Copper in the Arts

August 2012

Bringing New Life to Early Culinary Copper

By Courtney H. Diener-Stokes

Copper braising pan Copper fixed French braising pan. Late 18th to early 19th century.

Photograph courtesy of Virginia Tuttle

Virginia Tuttle's affinity for copper cookware was cultivated during the thirty years she spent as a curator at the National Gallery of Art in Washington, D.C. when she was given the opportunity to travel frequently to conduct research.

"I traveled to Europe and there I was collecting antique copper cookware," Tuttle says, adding much time was spent in France.

After retiring from the museum three years ago, Tuttle moved to Maine and decided to turn her love into a business of sorts.

"I am supporting my collecting habit," she says.

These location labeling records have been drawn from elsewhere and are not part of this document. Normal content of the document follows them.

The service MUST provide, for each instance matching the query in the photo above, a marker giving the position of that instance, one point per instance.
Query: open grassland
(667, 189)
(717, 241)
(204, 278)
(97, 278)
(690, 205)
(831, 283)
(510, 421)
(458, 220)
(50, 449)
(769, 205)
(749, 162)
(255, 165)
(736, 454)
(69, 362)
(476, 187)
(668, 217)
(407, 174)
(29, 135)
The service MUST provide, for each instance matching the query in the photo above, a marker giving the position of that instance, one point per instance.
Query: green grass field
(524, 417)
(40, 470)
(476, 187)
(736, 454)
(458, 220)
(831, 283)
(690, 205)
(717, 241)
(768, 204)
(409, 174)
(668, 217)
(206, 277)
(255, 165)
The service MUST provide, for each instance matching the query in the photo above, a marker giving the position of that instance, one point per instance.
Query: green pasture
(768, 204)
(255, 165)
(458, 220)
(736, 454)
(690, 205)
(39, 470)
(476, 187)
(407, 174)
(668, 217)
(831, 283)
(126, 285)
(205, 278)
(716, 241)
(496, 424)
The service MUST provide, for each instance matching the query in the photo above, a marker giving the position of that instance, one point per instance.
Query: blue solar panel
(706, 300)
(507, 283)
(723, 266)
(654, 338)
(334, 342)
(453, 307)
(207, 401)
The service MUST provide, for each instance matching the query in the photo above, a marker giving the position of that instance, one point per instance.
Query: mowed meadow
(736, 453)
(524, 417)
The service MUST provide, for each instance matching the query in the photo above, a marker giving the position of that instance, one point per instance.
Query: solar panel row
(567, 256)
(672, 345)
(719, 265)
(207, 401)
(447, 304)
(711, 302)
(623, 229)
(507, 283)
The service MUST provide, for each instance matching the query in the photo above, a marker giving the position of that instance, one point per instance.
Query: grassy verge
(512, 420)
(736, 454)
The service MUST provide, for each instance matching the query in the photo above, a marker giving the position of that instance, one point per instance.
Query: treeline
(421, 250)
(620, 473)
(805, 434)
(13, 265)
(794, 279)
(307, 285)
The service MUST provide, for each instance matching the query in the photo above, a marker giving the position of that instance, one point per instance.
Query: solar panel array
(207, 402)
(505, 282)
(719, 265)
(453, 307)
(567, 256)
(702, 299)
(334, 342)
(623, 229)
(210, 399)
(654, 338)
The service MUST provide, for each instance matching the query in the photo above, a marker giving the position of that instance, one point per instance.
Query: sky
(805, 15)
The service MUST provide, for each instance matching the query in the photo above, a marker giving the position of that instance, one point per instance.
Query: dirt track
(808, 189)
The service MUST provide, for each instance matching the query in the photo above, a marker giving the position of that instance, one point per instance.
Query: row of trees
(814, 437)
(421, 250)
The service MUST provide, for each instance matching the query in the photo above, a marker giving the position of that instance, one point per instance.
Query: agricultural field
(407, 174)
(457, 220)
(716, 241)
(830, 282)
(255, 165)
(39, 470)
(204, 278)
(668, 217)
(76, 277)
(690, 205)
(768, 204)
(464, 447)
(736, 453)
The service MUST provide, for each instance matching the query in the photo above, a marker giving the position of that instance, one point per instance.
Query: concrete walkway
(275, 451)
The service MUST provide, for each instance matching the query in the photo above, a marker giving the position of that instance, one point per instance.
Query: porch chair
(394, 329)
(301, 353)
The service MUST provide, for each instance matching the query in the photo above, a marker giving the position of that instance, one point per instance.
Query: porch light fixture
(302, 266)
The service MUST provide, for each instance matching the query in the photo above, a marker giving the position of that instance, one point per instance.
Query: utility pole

Her website, which is the sole platform for her business named Four-and-Twenty Blackbirds Kitchen Antiques, gives her the opportunity to showcase her finds. Scarcity, quality and condition dictate the price of each item in most cases, with her cookware ranging from approximately $100 to $1,000.

Tuttle describes the experience of holding a 100 year-old copper pot with a wrought iron handle with a brazed seam, bearing an insignia.

"It is really special," she says. "If you love history and you are subject to that sort of romantic feeling, using a very early copper pot is really exciting."

While pots are rarely dated, occasionally it will bare the name of the manufacturer, which makes it easier to pinpoint its date of origin.

"Then you can go to business directories and find out when they were in business," she says.

Copper pitcher 19th century copper French pitcher.

Photograph courtesy of Virginia Tuttle

Tuttle has come across some of her most prized finds when least expecting it.

"I can be in a rundown town in Maine, just out and about killing time somewhere and come upon an antique store," she says. "I have found the most incredible things."

Until recently, Tuttle focused on collecting English and French copper cookware.

"I found the French copper was the most spectacular," she says. "They were the most inventive with form."

Given the culinary expertise associated with France, Tuttle described how the copper cookware they created evolved with their culinary history.

The allure for cooks is the ability for copper to quickly conduct and spread heat throughout the pan creating no hot spots. In addition, the pan's heat quickly dissipates as soon as it is removed from the heat source.

Prior to the 18th century Tuttle explained there was little copper available due to shallow mines leading to unalloyed copper rarely being used for cookware.

The once thick, handmade copper pots made by artisans, in time, were largely replaced with the improvement of rolling technology, which led to less expensive and less preferred thinner pots.

Aside from serving the primary purpose of cooking food, the ownership of copper pots ran deeper in the late 18th and 19th centuries.

"It was a great status symbol certainly in England. It was something that one had to have," Tuttle says.

Pots bearing insignias and initials was commonplace, serving the purpose of ownership to keep the pots safe from sticky-fingered staff as well as to enable the tinsmith an easy way to keep track of pots he was re-tinning.

"The royalty would put a crown on it and an initial."

Her latest interest relates to copper and its relationship to social mobility in America during the Industrial Revolution. Tuttle finds copper cookware that started to be manufactured in the U.S. in the mid to late 19th century is difficult to find.

From auctions and estate sales to antique shops, Tuttle's passion for copper is known which gives her an advantage.

"I know enough dealers and enough know me -- it is relatively easy for me to collect," she says.